5. Aux termes, d'autre part, de l'article 9 du décret du 29 juillet 2004, dans sa rédaction applicable aux périodes en litige : " Les fonctionnaires titulaires ou stagiaires qui bénéficient () d'un congé de maladie mentionné aux 2°, 3° ou 4° de l'article 57 de la loi du 26 janvier 1984 susvisée, pendant une période au cours de laquelle ils ont été autorisés à assurer un service à temps partiel, perçoivent une fraction du traitement auquel ils auraient droit, dans cette situation, s'ils travaillaient à temps plein. Cette fraction correspond à celle retenue pour déterminer le service à temps partiel considéré sous réserve des dispositions du neuvième alinéa de l'article 60 de la loi du 26 janvier 1984 précitée. À l'issue de la période de travail à temps partiel, les intéressés qui demeurent en congé maladie () recouvrent les droits des agents exerçant leurs fonctions à temps plein ".
6. Aux termes, enfin, de l'article 88 de la loi du 26 janvier 1984 portant dispositions statutaires relatives à la fonction publique territoriale, dont les dispositions ont été reprises à l'article L. 714-4 du code général de la fonction publique à compter du 1er mars 2022 : " Les organes délibérants des collectivités territoriales et de leurs établissements publics fixent les régimes indemnitaires, dans la limite de ceux dont bénéficient les différents services de l'État () ". Selon l'article 37 du décret du 14 mars 1986 relatif à la désignation des médecins agréés, à l'organisation des comités médicaux et des commissions de réforme, aux conditions d'aptitude physique pour l'admission aux emplois publics et au régime de congés de maladie des fonctionnaires : " À l'issue de chaque période de congé de longue maladie ou de longue durée, le traitement intégral ou le demi-traitement ne peut être payé au fonctionnaire qui ne reprend pas son service qu'autant que celui-ci a demandé et obtenu le renouvellement de ce congé. / Au traitement ou au demi-traitement s'ajoutent les avantages familiaux et la totalité ou la moitié des indemnités accessoires, à l'exclusion de celles qui sont attachées à l'exercice des fonctions ou qui ont le caractère de remboursement de frais ".

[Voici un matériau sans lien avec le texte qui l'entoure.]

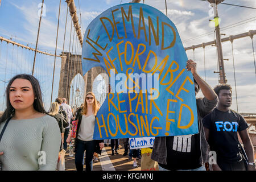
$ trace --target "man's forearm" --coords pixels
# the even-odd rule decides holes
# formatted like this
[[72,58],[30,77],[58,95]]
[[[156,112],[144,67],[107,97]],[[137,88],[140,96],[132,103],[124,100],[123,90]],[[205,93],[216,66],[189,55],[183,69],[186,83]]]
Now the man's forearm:
[[254,152],[253,146],[250,140],[247,141],[243,144],[245,151],[248,158],[248,162],[253,163],[254,162]]
[[193,76],[200,87],[204,96],[209,101],[212,101],[217,97],[217,95],[212,88],[201,77],[195,72]]

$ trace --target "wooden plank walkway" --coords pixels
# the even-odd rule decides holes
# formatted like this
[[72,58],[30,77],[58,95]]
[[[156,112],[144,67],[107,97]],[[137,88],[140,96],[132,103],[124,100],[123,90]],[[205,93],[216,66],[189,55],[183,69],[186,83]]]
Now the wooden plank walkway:
[[[110,163],[111,162],[115,171],[141,171],[141,160],[137,159],[137,165],[139,166],[139,167],[136,168],[133,167],[133,159],[132,161],[129,161],[129,155],[123,156],[125,151],[123,145],[122,144],[119,144],[119,150],[118,151],[119,154],[115,155],[112,155],[112,152],[111,151],[110,146],[106,146],[104,148],[102,152],[104,152],[105,150],[106,152],[106,154],[108,155],[108,157],[110,159],[110,161],[107,162],[107,163]],[[76,166],[75,164],[75,155],[73,157],[69,157],[68,148],[68,150],[65,156],[65,171],[76,171]],[[103,152],[101,154],[102,155],[100,156],[99,162],[93,163],[93,171],[104,171],[104,169],[106,169],[105,168],[102,167],[102,165],[104,164],[104,166],[106,166],[106,162],[103,160],[103,158],[105,158],[106,156],[104,155]],[[85,169],[85,165],[84,166],[84,170]]]

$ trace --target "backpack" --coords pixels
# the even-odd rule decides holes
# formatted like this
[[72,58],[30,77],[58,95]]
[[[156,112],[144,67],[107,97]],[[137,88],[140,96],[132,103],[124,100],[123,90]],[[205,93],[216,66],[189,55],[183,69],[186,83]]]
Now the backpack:
[[59,111],[59,113],[61,114],[63,118],[63,127],[65,128],[65,127],[68,127],[68,126],[69,126],[69,123],[68,123],[68,114],[67,114],[67,113],[64,110],[63,106],[60,106],[60,110]]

7. D'une part, il résulte de l'instruction que, par dix arrêtés successifs, le président du syndicat mixte Baie de Somme Grand Littoral Picard a autorisé Mme A à accomplir un service à temps partiel représentant, en premier lieu, 80 % d'un service à temps plein pour la période allant du 14 avril 2008 au 31 août 2012, en deuxième lieu, 90 % d'un service à temps plein pour la période allant du 1er septembre 2012 au 31 mars 2018 et, en dernier lieu aux termes d'un arrêté du 4 avril 2018, 80 % d'un service à temps plein pour la période allant du 1er avril 2018 et le 31 mars 2020. Si le syndicat défendeur fait valoir que cette autorisation a été expressément prorogée pour une nouvelle période s'étendant du 1er avril 2020 au 31 mars 2021, il ne l'établit pas en se bornant à produire un document qui, bien qu'ayant cet objet, est dépourvu de date et de signature. En revanche, en application des dispositions de l'article 18 du décret du 29 juillet 2004 citées ci-dessus au point 4, la dernière autorisation expresse accordée à Mme A d'accomplir un service à temps partiel, même si elle a, en l'espèce, été délivrée pour une durée supérieure à la durée maximale d'un an, a été renouvelée, faute pour l'intéressée de s'y être opposée, par tacite reconduction dans la limite de trois ans à compter de cette autorisation, soit jusqu'au 31 mars 2021.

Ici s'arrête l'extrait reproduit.